The most difficult parts of the plan, according to Harp, were the engaged learning and professional development components. These required not only making students and teachers computer-literate, but also integrating those new skills successfully into the school’s curriculum.
T.H.E. Journal, June 1998, p. 14A
Few people can foresee all the steps involved in building a school’s technology infrastructure, but this detailed article by Eddie Esquivel, a telecom specialist with the Texas Dept. of Information Resources, goes through those steps with great specificity.
But before you sweat the details of wiring, Esquivel says planning is the most crucial step in building the technology infrastructure. Without it, your school could end up wasting valuable time and money. Esquivel recommends:
- a central project manager at the district level to ensure consistent and compatible equipment purchases across schools.

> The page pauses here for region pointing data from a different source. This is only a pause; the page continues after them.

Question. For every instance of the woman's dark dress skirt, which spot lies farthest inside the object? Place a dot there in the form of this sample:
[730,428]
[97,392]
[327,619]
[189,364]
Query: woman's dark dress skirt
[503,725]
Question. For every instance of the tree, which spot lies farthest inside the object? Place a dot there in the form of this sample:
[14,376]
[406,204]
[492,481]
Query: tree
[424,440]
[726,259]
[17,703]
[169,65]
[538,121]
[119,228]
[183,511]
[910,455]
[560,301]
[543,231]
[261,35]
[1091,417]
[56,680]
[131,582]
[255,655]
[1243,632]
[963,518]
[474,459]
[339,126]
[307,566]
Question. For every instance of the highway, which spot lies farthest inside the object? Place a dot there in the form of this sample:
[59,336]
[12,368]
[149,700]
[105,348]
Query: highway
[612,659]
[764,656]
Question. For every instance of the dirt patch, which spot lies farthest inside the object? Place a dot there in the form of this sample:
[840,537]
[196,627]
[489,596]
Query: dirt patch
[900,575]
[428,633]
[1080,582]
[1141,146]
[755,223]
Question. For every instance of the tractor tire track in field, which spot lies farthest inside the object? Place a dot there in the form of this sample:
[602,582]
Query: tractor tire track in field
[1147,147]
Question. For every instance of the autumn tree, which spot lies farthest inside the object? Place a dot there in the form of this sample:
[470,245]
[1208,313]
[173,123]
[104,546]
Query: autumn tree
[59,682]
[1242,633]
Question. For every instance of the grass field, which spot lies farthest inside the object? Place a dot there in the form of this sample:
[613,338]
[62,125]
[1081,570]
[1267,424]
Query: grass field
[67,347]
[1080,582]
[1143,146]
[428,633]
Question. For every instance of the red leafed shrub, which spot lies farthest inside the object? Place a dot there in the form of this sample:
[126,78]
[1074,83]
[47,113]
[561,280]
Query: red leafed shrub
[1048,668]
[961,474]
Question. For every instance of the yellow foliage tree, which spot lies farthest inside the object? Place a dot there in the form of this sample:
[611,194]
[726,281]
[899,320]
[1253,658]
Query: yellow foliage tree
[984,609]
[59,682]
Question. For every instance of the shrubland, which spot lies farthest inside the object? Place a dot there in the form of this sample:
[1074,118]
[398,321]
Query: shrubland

- outlining a school’s particular needs or special circumstances that would impact the type of technology used.
- a strategic plan that discusses long-term goals and missions and includes input from parents and the community.
- agreeing on standardized equipment and platforms (such as PC vs. Macintosh).
Esquivel then explains what makes up the core of a school’s network infrastructure. These are the cabling itself (including inter-building, intra-building, and classroom wiring), network hub equipment, network servers, and Internet connections. Last but not least, you’ll need an administration and support arm to manage the software and hardware, train users, and troubleshoot the system.